I am working on the software reference you sent me. I will get it sorted out at some point here. It may take me a couple days as I may not get back to this until Wednesday as tomorrow is bike night.


----------



## cbk57 (Aug 12, 2009)

89 Schwinn Prolgoue - Road bike photo Gallery

Here is a link to a couple photos. I now need to figure out how to drop them directly into the post. That is next.


----------



## Scooper (Mar 4, 2007)

I don't see any photos in your RBR gallery.

What is the serial number? Most of the Japanese made Schwinns have the serial number convention explained in Schwinn Bulletin 23:

_Bicycles from Japan have a production month *letter* in either the first or second position and a production year *number* in the other (first or second) position. Examples J677123 = September, 1976, 6J77123 = September, 1976._

The letter I is not used, so for the month: A=Jan, B=Feb, C=Mar, D=Apr, E=May, F=Jun, G=Jul, H=Aug, J=Sep, K=Oct, L=Nov, M=Dec.


----------



## cbk57 (Aug 12, 2009)

My photos finally hopefully uploaded. They are now in my album with the link above. I rode the bike for the first time to night. This is the smoothest riding bike I think I have ever had. I had a couple steel Bianchis years ago, one lugged and one welded. Found the ride to be smooth and unbelievably stable. However the wheel base is a tad longer than prior bikes I have owned. My bikes have all leaned toward modern racing geometry.


----------



## cbk57 (Aug 12, 2009)

My serial number is 7F01377. Which would make it a June of 87 built frame. Now I was told it was an 89 but that is probably just when the owner bought it. I purchased it from the original owner. I looked at the Catalogs and they do not show these in the 87 model year.

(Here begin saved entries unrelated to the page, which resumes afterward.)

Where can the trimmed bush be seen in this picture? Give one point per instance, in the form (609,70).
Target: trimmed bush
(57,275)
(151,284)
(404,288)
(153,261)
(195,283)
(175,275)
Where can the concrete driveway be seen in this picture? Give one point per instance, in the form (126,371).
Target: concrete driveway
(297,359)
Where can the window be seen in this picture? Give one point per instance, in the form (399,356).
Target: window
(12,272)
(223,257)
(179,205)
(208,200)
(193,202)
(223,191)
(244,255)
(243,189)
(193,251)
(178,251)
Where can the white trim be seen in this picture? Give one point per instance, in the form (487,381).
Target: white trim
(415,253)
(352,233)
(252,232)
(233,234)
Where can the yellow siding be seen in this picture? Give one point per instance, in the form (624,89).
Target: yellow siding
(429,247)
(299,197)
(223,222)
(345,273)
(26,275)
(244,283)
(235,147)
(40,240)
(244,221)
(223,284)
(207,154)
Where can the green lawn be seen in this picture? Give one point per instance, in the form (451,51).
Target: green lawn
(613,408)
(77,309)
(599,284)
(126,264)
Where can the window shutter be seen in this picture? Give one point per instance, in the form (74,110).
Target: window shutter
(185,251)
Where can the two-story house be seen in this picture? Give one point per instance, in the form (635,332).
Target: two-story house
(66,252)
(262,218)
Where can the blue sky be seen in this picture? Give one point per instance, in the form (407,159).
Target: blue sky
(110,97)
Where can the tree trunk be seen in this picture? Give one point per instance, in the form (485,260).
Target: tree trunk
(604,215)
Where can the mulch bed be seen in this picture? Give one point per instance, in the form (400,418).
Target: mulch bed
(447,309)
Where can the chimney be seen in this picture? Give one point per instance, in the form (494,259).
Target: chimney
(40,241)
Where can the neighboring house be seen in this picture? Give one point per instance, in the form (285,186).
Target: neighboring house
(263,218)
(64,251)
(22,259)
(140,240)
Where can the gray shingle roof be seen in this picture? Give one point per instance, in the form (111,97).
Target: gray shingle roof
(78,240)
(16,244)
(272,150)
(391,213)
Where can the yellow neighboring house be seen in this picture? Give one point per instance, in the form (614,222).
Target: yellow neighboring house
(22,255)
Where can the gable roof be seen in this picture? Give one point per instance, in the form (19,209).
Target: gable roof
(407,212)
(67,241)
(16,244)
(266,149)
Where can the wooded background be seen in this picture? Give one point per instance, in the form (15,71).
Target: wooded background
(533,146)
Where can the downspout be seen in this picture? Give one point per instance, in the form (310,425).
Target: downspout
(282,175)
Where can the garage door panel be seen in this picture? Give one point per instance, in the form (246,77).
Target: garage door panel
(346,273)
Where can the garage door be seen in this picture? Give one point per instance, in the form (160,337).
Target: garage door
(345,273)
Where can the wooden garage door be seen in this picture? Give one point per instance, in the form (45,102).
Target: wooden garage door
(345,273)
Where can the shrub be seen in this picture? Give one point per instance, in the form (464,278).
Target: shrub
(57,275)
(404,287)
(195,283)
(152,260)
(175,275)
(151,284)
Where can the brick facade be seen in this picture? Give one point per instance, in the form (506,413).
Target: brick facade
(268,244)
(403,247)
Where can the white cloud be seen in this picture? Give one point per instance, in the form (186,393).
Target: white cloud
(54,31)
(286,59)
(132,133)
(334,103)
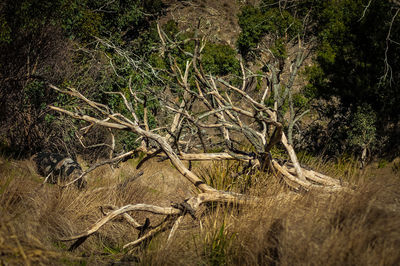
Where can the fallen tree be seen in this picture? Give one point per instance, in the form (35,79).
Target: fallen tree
(204,111)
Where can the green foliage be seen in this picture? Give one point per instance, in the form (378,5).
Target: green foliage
(220,59)
(350,55)
(256,23)
(35,93)
(217,247)
(363,130)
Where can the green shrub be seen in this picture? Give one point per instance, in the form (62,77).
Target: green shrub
(220,59)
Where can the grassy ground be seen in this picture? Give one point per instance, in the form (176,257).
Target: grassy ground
(291,229)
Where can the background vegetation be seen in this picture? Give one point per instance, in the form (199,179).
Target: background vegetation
(351,86)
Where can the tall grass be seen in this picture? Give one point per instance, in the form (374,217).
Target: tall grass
(289,229)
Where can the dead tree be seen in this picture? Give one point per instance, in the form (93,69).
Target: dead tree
(205,110)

Is this an early production frame?


----------



## Scooper (Mar 4, 2007)

cbk57 said:


> My serial number is 7F01377. Which would make it a June of 87 built frame. Now I was told it was an 89 but that is probably just when the owner bought it. I purchased it from the original owner. I looked at the Catalogs and they do not show these in the 87 model year. Is this an early production frame?


They were introduced in early 1987 after the catalogs were printed and distributed. On page 4 of the 1988 catalog, there's a blurb in the blue sidebar that starts, "*Prologue* - a 1987 World Champion in its very first year..."

1988 Schwinn Lightweight Catalog, Page 4 

Your bike is gorgeous.


----------